In afternoon trade, the S&P/ASX 200 Index (ASX: XJO) has slipped into the red. At the time of writing, the benchmark index is down slightly to 8,207.5 points.
Four ASX shares that are not letting that hold them back are listed below. Here's why they are rising:
Bigtincan Holdings Ltd (ASX: BTH)
The Bigtincan share price is up 22% to 19.5 cents. Investors have been buying this sales enablement platform provider's shares after it received a new takeover offer. NASDAQ-listed Investcorp India Acquisition Corp (NASDAQ: IVCA) has made a non-binding proposal for a business combination.
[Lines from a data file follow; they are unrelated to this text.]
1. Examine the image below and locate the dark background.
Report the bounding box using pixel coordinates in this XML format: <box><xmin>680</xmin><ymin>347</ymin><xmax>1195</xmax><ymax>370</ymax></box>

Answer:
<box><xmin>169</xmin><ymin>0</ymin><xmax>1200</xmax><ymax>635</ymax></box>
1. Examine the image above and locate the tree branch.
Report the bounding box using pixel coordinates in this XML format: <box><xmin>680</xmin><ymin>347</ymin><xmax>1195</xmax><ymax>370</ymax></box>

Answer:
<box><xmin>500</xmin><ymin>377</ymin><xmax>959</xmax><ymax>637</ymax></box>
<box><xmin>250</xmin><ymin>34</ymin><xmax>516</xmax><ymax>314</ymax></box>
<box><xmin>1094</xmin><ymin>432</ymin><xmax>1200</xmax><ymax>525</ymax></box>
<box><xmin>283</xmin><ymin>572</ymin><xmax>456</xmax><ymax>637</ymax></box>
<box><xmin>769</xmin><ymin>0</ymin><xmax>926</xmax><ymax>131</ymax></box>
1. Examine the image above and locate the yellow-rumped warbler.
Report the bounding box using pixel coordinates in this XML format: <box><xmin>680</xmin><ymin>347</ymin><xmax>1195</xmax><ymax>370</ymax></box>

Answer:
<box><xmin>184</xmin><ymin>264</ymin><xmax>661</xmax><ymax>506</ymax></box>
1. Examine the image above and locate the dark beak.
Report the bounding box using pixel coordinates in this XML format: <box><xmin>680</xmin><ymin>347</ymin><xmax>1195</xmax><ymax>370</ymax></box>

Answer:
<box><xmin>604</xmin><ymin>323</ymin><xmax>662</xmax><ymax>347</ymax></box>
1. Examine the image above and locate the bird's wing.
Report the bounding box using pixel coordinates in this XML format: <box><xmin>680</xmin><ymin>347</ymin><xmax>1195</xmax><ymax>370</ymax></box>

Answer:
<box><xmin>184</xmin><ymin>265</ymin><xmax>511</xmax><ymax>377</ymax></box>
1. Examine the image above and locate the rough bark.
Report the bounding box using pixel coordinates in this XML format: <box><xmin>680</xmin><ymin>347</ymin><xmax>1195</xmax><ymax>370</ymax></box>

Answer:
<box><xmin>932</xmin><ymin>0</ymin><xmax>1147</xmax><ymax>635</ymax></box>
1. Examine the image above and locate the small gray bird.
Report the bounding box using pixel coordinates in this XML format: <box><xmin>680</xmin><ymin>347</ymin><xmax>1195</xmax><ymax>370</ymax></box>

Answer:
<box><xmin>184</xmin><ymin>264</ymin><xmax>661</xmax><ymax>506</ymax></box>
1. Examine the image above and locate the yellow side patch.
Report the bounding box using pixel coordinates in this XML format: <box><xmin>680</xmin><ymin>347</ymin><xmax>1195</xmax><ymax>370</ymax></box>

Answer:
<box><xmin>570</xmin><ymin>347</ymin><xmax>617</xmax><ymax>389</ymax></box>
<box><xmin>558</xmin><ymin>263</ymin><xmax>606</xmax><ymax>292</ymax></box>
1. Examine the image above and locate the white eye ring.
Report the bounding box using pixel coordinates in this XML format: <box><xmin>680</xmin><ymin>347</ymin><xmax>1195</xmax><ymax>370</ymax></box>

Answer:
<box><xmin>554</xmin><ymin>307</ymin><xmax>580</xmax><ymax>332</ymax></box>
Under the proposal, all of the shares in Bigtincan would be exchanged for shares in a newly formed Cayman Island holding company at an implied equity value of US$275 million (~A$400 million). This is the equivalent of A$0.472 per share at current exchange rates. The Bigtincan board is evaluating the offer.
Newmont Corporation (ASX: NEM)
The Newmont share price is up almost 2% to $78.61. Investors have been buying the gold miner's shares after the price of the precious metal rebounded overnight. The catalyst for this was escalating tensions in the Middle East. This led to increased demand for safe haven assets. It isn't just Newmont shares that are rising today. The S&P/ASX All Ordinaries Gold index is up 0.8% at the time of writing.
Santos Ltd (ASX: STO)
The Santos share price is up 2.5% to $7.18. This follows a strong rise in oil prices overnight due to the aforementioned tensions in the Middle East. In addition, Santos announced that it has signed a mid-term LNG supply contract with TotalEnergies Gas & Power Asia. This will see it supply 20 LNG cargoes, or up to approximately 0.5 million tonnes of LNG per annum over a period of three years plus one quarter. Santos CEO, Kevin Gallagher, commented: "This oil indexed contract, along with the recently executed long-term LNG Sales and Purchase Agreement with Hokkaido Gas in Japan, and the mid-term contract with Glencore, demonstrates Santos' strong LNG portfolio position and customer relationships in the region."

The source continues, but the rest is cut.